Well, she was more popular than me. And I could sense in her that, even if she never verbally mentioned it, she always took pride in knowing that she could get any guys she wanted if I was not up to her... expectations. And I always was able to sense that, with her unsaid words or non verbal behaviors. So I decided to use the Cuban missile strategy with her.

The Cuban missile strategy? I went, with, I imagine, my most puzzled face ever.

Yeah! Went my friend. See. The United-States repeated acts of aggressions against Cuba to overthrow Fidel Castro's regime. Now it was easy for the USA to do so without fear of retaliation because Cuba was a nation that was opposing no military threat. This is not strange that they don't use the same strategy against North Korea. They oppose a bigger threat: they are a more militarized country, they have the atomic bomb and China support them. That is why nations stay away from North Korea. This was not the same for Cuba.

So in order to make the bullies stop from a stronger opponent, one has to ether develop its own strengths or seek alliance with a stronger bullier. That is what Castro decided to do. He seeked alliance with the Soviet Union and got to an agreement to install Soviet nuclear missiles on Cuban land. With this sort of parity, the United-States would think twice before trying to kick Cuba in the teeth again.

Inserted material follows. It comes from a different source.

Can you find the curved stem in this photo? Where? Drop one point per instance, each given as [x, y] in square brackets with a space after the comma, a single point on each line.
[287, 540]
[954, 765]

Ok but I still don't see where this leads to your relationship with Martine (the local Scarlett Johansson's name is Martine). I said to my friend.

Well you see. She had a appealing & seduction advantage on me. She could go out and get any guys she wanted. And she knew it. But me? This would require a lot more work.

So?

So I decided to develop my sex appeal, get better in meeting women and attracting them. I wanted to become a pickup artist. To be at par with her.

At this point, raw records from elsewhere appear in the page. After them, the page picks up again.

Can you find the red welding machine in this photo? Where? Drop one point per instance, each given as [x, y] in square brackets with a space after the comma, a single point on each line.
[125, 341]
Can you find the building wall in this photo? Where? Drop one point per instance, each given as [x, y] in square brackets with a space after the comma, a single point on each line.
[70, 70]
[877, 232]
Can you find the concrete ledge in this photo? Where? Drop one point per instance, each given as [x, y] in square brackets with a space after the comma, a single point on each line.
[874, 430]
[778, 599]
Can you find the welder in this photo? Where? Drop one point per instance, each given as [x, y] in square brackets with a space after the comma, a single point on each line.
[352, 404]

Now I see where this change of behavior came from and why you wanted me to join the PUA community with you.

Yes. And it worked. I did not do that to cheat on her. I didn't. I did not do that to make her jealous neither. I just wanted her to understand that she did not have the upper end anymore. That I could get mostly any girl I wanted for now on and that if she wanted to keep me, she would have to treat me as well as I treated her. See... parity. Just as Cuba wanted.

And did it work?

Very well! Once she noticed that girls were around me more the territory protection cells kicked in her mind. And she was "fighting" and "competing" to keep me. Now you can say what you want because we are not together anymore. But we managed to keep our couple running for a year and a half never the less.

Moral of the story: International relation politico-military strategy can apply to our little lives. My friend used the Cuban missile strategy to overcome his ex girlfriend advantage on him. And it had more success with him than Castro had with his.